The repairs, however, will only be a temporary patch.

The dike’s condition has deteriorated over the last three decades, to the point the Army Corps of Engineers, which originally built it, removed the dike from its list of projects.

Peterson said there is a possible solution through the United States Department of Defense in the form of an Innovative Readiness Training (IRT) project.

The military executes projects around the country as part of its IRT program, and Peterson explained the dike could be rebuilt as an IRT project and paid for by the DOD.

In order to get on the IRT list, Bladen County will need to submit a proposal, complete with an engineering design for the rehabilitated dike. The cost of that engineering won’t be cheap — Peterson said one engineer quoted them $11,000 just to do a basic consultation.

Peterson said funding has been allotted by the General Assembly in the budget on its way to Governor Roy Cooper’s desk in the form of $300,000. That money, if approved, would go toward the design.

Once there is a design, Bladen County can submit its IRT application, which is when Peterson said they will need the most help from the community.

Enforcement

While there wasn’t as much discussion at the community meeting compared to the one in March, attendees did have questions about what they said is the main cause of the dike’s issues: logging.

Several Kelly residents stood and asked if logging companies would be held accountable for damage to the dike after the repairs are made.

According to the easement agreements that allowed for the original construction of the dike, property owners are not allowed to damage the dike by driving on it, building structures or fences on it or allowing trees to grow through it — all things that have regularly occurred over the last several decades, leading to the dike’s deterioration.

Peterson and Russ said they just learned that they can file criminal indictments against anyone who does damage the dike, and District Attorney Jon David, who was in attendance, said his office would prosecute if it came to that.

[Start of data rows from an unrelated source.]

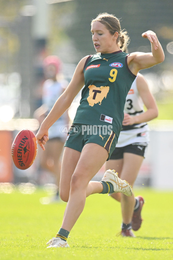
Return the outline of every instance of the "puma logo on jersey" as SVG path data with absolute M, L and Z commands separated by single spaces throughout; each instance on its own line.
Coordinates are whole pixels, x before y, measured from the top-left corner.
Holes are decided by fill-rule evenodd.
M 140 146 L 139 145 L 138 145 L 137 147 L 139 149 L 140 149 L 140 150 L 141 150 L 141 151 L 142 151 L 142 149 L 144 148 L 143 146 Z
M 99 136 L 100 136 L 100 137 L 101 137 L 101 138 L 102 138 L 102 140 L 103 141 L 103 138 L 105 138 L 106 137 L 105 136 L 104 136 L 104 137 L 102 137 L 102 136 L 101 136 L 101 135 L 99 135 Z

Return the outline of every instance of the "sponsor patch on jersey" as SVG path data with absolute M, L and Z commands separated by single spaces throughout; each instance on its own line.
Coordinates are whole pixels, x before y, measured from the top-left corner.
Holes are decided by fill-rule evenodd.
M 130 89 L 129 92 L 128 92 L 128 94 L 127 95 L 130 95 L 130 94 L 134 94 L 134 91 L 133 89 Z
M 146 136 L 146 133 L 144 132 L 144 133 L 140 133 L 137 135 L 137 136 L 142 136 L 143 137 L 145 137 Z
M 89 68 L 98 68 L 100 66 L 100 64 L 97 64 L 97 65 L 90 65 L 90 66 L 89 66 L 88 67 L 87 67 L 85 70 L 86 70 Z
M 109 64 L 111 67 L 115 67 L 115 68 L 122 68 L 123 65 L 120 62 L 113 62 Z
M 105 122 L 107 122 L 108 123 L 109 123 L 110 124 L 112 123 L 112 120 L 113 118 L 112 117 L 110 117 L 110 116 L 105 116 L 105 115 L 103 115 L 101 114 L 100 120 L 101 121 L 104 121 Z

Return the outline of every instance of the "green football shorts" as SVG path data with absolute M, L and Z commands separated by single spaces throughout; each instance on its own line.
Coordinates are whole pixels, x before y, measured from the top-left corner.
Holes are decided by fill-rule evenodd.
M 80 153 L 86 144 L 93 143 L 105 148 L 109 153 L 108 161 L 117 143 L 117 137 L 112 125 L 72 125 L 67 135 L 64 146 Z

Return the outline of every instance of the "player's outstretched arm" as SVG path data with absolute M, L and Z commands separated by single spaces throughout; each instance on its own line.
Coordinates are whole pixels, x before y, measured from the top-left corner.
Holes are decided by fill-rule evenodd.
M 164 53 L 156 34 L 148 31 L 142 34 L 142 37 L 148 39 L 151 43 L 151 52 L 134 52 L 130 53 L 127 58 L 130 70 L 135 75 L 140 70 L 152 67 L 163 62 L 165 59 Z

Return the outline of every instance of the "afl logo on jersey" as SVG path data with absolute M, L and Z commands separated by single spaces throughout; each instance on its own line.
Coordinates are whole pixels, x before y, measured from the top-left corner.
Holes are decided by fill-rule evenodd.
M 111 67 L 115 67 L 116 68 L 122 68 L 123 66 L 122 63 L 120 62 L 113 62 L 111 64 L 110 64 L 109 66 Z

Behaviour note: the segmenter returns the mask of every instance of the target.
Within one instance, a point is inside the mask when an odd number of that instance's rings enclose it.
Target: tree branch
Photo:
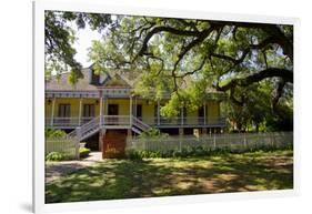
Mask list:
[[[246,78],[241,79],[233,79],[229,83],[223,86],[217,85],[219,91],[228,91],[232,88],[239,86],[248,86],[254,82],[260,82],[266,78],[281,78],[285,82],[293,82],[293,72],[286,69],[279,69],[279,68],[269,68],[262,70],[258,73],[248,75]]]

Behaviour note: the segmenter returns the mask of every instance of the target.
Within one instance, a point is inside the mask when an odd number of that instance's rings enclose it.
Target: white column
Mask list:
[[[157,101],[157,124],[160,125],[160,101]]]
[[[181,109],[181,124],[184,124],[184,108]]]
[[[129,123],[130,123],[130,128],[132,126],[132,95],[130,94],[130,102],[129,102],[129,119],[130,119],[130,121],[129,121]]]
[[[50,121],[50,125],[51,126],[53,126],[53,120],[54,120],[54,108],[56,108],[56,100],[57,100],[57,98],[53,98],[53,100],[52,100],[52,110],[51,110],[51,121]]]
[[[205,125],[205,102],[203,103],[203,124]]]
[[[78,119],[79,126],[81,125],[81,114],[82,114],[82,98],[80,98],[79,100],[79,119]]]
[[[103,98],[102,92],[100,92],[100,125],[103,124]]]

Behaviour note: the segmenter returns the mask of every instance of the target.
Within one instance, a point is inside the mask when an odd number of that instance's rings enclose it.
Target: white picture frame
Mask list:
[[[153,198],[113,200],[79,203],[44,204],[44,10],[81,11],[95,13],[117,13],[133,16],[155,16],[170,18],[197,18],[213,20],[248,21],[263,23],[293,24],[294,27],[294,187],[293,190],[270,192],[224,193],[211,195],[170,196]],[[105,210],[115,207],[138,207],[165,204],[207,203],[212,201],[233,201],[246,198],[283,197],[299,194],[300,174],[300,130],[299,126],[299,19],[251,14],[229,14],[208,11],[180,11],[164,8],[117,7],[93,2],[33,2],[33,211],[49,213],[61,211]]]

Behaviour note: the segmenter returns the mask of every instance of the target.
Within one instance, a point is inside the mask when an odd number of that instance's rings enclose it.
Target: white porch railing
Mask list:
[[[46,118],[46,126],[54,126],[54,128],[77,128],[94,118]]]
[[[84,125],[85,123],[94,120],[95,118],[47,118],[46,126],[48,128],[68,128],[76,129],[78,126]],[[130,125],[130,115],[102,115],[102,120],[99,121],[102,125]],[[179,128],[179,126],[225,126],[227,119],[223,116],[220,118],[201,118],[201,116],[187,116],[187,118],[173,118],[165,119],[160,118],[142,118],[139,120],[135,116],[132,116],[132,122],[138,126],[150,129],[151,126],[162,128]]]

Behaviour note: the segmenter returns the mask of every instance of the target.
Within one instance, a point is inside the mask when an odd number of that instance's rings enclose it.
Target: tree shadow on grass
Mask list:
[[[292,186],[291,156],[109,160],[48,183],[46,203],[283,190]]]

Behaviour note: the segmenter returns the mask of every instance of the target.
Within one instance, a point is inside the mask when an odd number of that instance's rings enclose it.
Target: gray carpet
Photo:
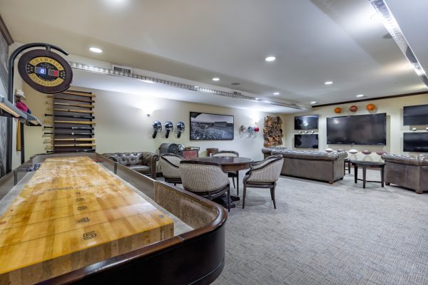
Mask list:
[[[347,174],[332,185],[282,177],[276,197],[275,210],[251,188],[231,209],[215,284],[428,284],[428,193],[363,189]]]

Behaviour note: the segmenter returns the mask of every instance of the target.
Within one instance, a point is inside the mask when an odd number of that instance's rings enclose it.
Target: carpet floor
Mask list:
[[[275,193],[277,209],[254,188],[231,209],[214,284],[428,284],[428,193],[363,189],[347,173],[331,185],[281,177]]]

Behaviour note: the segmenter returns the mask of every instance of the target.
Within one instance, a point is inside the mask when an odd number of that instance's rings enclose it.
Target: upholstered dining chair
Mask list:
[[[174,185],[181,183],[181,176],[178,168],[180,162],[183,158],[173,153],[165,153],[159,158],[159,167],[165,182],[173,183]]]
[[[276,182],[281,174],[284,158],[282,155],[272,155],[264,160],[253,162],[251,169],[243,179],[244,193],[243,209],[245,207],[247,188],[270,188],[270,198],[273,201],[273,207],[276,209],[275,201],[275,188]]]
[[[213,154],[213,156],[226,156],[238,157],[239,153],[234,150],[219,150]],[[236,195],[239,195],[239,171],[228,171],[228,175],[232,178],[233,188],[236,189]],[[236,186],[235,186],[235,179],[236,179]]]
[[[183,187],[188,191],[210,200],[227,193],[228,211],[230,212],[230,182],[221,165],[209,162],[182,160],[179,171]]]

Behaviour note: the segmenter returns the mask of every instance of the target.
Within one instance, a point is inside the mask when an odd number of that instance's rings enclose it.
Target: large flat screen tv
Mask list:
[[[295,147],[318,148],[318,135],[295,135]]]
[[[190,140],[233,140],[233,116],[190,112]]]
[[[318,128],[318,115],[295,117],[295,130],[312,130]]]
[[[428,152],[428,133],[404,133],[403,151]]]
[[[327,143],[384,145],[387,114],[327,118]]]
[[[428,105],[404,106],[403,108],[403,125],[428,125]]]

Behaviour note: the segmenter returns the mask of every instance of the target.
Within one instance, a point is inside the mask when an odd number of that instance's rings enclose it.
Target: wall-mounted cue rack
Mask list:
[[[48,95],[45,114],[46,152],[94,152],[95,94],[66,90]]]

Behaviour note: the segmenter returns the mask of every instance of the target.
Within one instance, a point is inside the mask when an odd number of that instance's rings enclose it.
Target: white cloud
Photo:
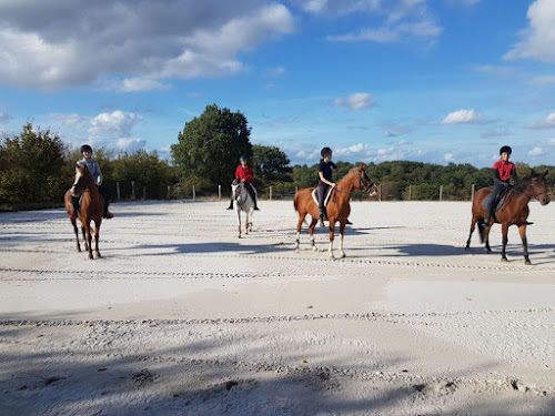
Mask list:
[[[555,2],[553,0],[536,0],[527,12],[528,27],[521,32],[522,40],[503,58],[534,59],[544,62],[555,62]]]
[[[284,73],[285,73],[285,68],[275,67],[275,68],[269,68],[268,70],[265,70],[264,77],[265,78],[278,78],[280,75],[283,75]]]
[[[483,116],[476,113],[474,109],[471,109],[457,110],[448,113],[445,119],[443,119],[442,124],[481,123],[483,121]]]
[[[335,106],[346,106],[352,110],[361,110],[367,106],[374,106],[376,103],[372,100],[366,92],[356,92],[354,94],[349,95],[347,99],[335,99]]]
[[[529,81],[529,83],[534,85],[555,84],[555,75],[535,77]]]
[[[241,52],[294,30],[289,9],[252,0],[0,2],[0,83],[23,88],[163,80],[245,70]]]
[[[544,154],[544,150],[539,146],[535,146],[528,152],[528,156],[539,156],[541,154]]]
[[[11,115],[0,111],[0,123],[11,120]]]
[[[544,120],[539,120],[529,126],[531,129],[555,129],[555,111],[547,114]]]
[[[89,124],[91,121],[90,118],[80,115],[78,113],[72,113],[72,114],[52,113],[49,114],[49,118],[68,126],[83,126]]]
[[[133,126],[142,120],[141,115],[115,110],[101,113],[91,121],[89,133],[92,135],[129,136]]]
[[[150,78],[127,78],[120,83],[115,83],[114,89],[121,92],[139,92],[153,90],[169,90],[171,87],[167,83]]]
[[[504,138],[506,135],[509,135],[511,132],[508,131],[507,128],[500,126],[493,130],[488,130],[484,133],[481,134],[482,138],[484,139],[491,139],[491,138]]]
[[[310,12],[343,16],[366,13],[383,17],[379,27],[361,28],[353,32],[326,37],[332,42],[371,41],[379,43],[402,42],[408,39],[435,39],[442,28],[435,22],[424,0],[401,1],[320,1]]]
[[[121,152],[134,153],[138,150],[144,149],[147,141],[143,139],[119,139],[115,146]]]

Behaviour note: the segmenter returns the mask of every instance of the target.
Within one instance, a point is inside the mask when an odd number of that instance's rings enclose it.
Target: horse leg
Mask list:
[[[312,219],[311,225],[309,225],[309,239],[311,241],[312,251],[317,252],[316,243],[314,242],[314,229],[316,227],[317,219]]]
[[[507,256],[505,254],[505,250],[506,250],[507,243],[508,243],[508,224],[507,223],[501,224],[501,233],[503,235],[503,248],[501,250],[501,261],[508,262]]]
[[[83,234],[84,250],[89,251],[89,243],[87,243],[87,231],[84,230],[83,224],[81,224],[81,233]]]
[[[340,257],[341,258],[345,257],[345,252],[343,251],[343,236],[345,233],[345,225],[346,225],[346,221],[340,223]]]
[[[94,254],[97,255],[97,258],[98,257],[101,257],[100,255],[100,251],[99,251],[99,237],[100,237],[100,224],[102,223],[102,220],[99,221],[99,223],[97,224],[97,222],[94,222]]]
[[[238,236],[241,239],[241,206],[239,204],[235,204],[235,211],[238,213]]]
[[[306,216],[306,213],[304,214],[299,214],[299,223],[296,224],[296,241],[295,241],[295,250],[300,248],[301,245],[301,229],[303,226],[304,217]]]
[[[333,237],[335,234],[335,219],[329,217],[330,220],[330,260],[335,260],[335,256],[333,255]]]
[[[492,230],[491,226],[484,226],[484,242],[486,243],[487,253],[492,253],[492,247],[490,247],[490,231],[491,230]]]
[[[471,237],[472,233],[474,233],[474,230],[476,227],[476,222],[478,221],[477,215],[472,215],[472,222],[471,222],[471,233],[468,234],[468,240],[466,240],[466,247],[464,250],[471,250]]]
[[[526,237],[526,224],[523,224],[518,227],[518,232],[521,233],[522,245],[524,247],[524,264],[529,265],[532,262],[528,257],[528,239]]]
[[[88,244],[88,247],[87,247],[87,251],[89,252],[89,258],[94,258],[92,256],[92,234],[91,234],[91,221],[85,221],[85,224],[84,224],[84,230],[87,232],[87,244]]]
[[[75,242],[77,242],[75,250],[78,252],[80,252],[81,251],[81,244],[79,244],[79,231],[77,230],[77,220],[72,219],[71,220],[71,225],[73,225],[73,232],[75,233]]]

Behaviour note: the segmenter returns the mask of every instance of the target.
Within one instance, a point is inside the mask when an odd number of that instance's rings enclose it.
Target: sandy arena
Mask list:
[[[0,415],[554,415],[555,203],[464,251],[470,202],[355,202],[346,258],[292,201],[0,214]],[[339,254],[339,239],[335,242]]]

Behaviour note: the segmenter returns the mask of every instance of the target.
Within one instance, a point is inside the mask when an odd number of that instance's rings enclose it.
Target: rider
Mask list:
[[[99,163],[92,159],[92,148],[89,144],[83,144],[81,146],[81,154],[83,159],[81,159],[78,164],[87,164],[89,172],[94,180],[94,184],[98,186],[100,194],[104,199],[104,219],[113,219],[113,214],[108,211],[108,205],[110,204],[110,193],[108,190],[102,186],[102,172],[100,172]],[[71,204],[73,205],[73,213],[71,214],[71,219],[77,219],[77,213],[79,211],[79,196],[71,196]]]
[[[337,169],[337,165],[332,162],[332,150],[330,148],[323,148],[320,152],[322,159],[320,160],[320,166],[317,169],[319,182],[317,182],[317,209],[320,211],[320,226],[324,226],[324,220],[327,221],[327,212],[325,210],[324,200],[327,190],[335,187],[335,183],[332,182],[333,169]]]
[[[238,166],[235,170],[235,177],[241,179],[241,181],[245,184],[245,189],[251,195],[252,200],[254,201],[254,210],[260,211],[259,206],[256,204],[256,190],[254,186],[251,184],[251,179],[252,179],[252,169],[246,164],[246,156],[241,156],[239,158],[239,161],[241,164]],[[230,206],[228,206],[228,210],[233,210],[233,197],[230,201]]]
[[[485,226],[490,226],[490,219],[495,211],[497,196],[509,185],[509,179],[512,177],[514,182],[518,181],[516,166],[513,162],[508,161],[511,153],[513,153],[513,150],[509,146],[504,145],[500,149],[501,159],[493,164],[493,190],[487,205],[487,214],[484,222]]]

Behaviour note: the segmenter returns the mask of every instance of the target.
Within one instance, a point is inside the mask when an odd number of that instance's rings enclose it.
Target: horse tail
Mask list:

David added, however, that he thinks the community should focus on moving forward and holding people accountable in the future, rather than trying to place blame for what has already happened.

Russ agreed, saying: “We’re going to have to monitor it. It’s up to the committee and the neighborhood to help do these things, and we’ve got to get the bull by the horns.”

Hope

Russ said after months of uncertainty, he hopes Kelly residents might be able to sleep a little easier.

“I hope when this is done, everyone’s going to feel a little sense of security,” he said.

He said the progress on the long-term solutions will likely take longer than people would like, but that the committee is working.

“It’s going to be slow, but we’ll get there,” he said. “Lord willing, people [are] going to come together and it’s going to work for us. We’re going to save our neighborhood.”